I believe that there is now far too much emphasis on short-term decision-making, which works against long-term investments in our energy infrastructure. New nuclear power stations are the obvious example.
The costs of investments can be quantified with some certainty, but the likely benefits are much more uncertain. Carbon capture and storage projects are a good example of that. Consequently, the private sector in most countries, including Scotland, is very reluctant to invest in the projects which governments wish to encourage.
There is little evidence of global warming in the north of Scotland as I write this column. December and January seem to have been the coldest in years.
The skiers may be pleased, but not us diehard football supporters.
What sense is there in having distinct policies in Scotland when there are lukewarm attitudes from much more important countries such as the US and China? Can we lead by example? Is there merit in our being virtuous?

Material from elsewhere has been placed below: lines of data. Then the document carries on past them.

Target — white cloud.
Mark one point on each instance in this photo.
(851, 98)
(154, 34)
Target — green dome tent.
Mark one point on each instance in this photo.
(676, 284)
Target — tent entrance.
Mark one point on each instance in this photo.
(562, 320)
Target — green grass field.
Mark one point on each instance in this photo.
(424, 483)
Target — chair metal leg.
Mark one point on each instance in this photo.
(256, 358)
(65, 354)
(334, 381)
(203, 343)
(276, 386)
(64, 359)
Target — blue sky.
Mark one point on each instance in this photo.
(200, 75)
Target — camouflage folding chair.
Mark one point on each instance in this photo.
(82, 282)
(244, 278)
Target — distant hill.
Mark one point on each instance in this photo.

Well, maybe, but as an economist, I would prefer us to have climate-change policies that are actually implementable and effective. International agreement is obviously very difficult, as demonstrated by both Kyoto and Copenhagen, but must be sought. If not, the virtuous countries will lose out.
An obvious example is the location of industries with high CO emissions. Worldwide, they would inevitably gravitate to countries such as China and India, as steel is already doing. Within Europe, the trend would be towards eastern European countries such as Poland and Romania.
Scotland cannot be immune from such trends, so a radically different approach is required. We need to be much more realistic about renewable energy and climate-change investments.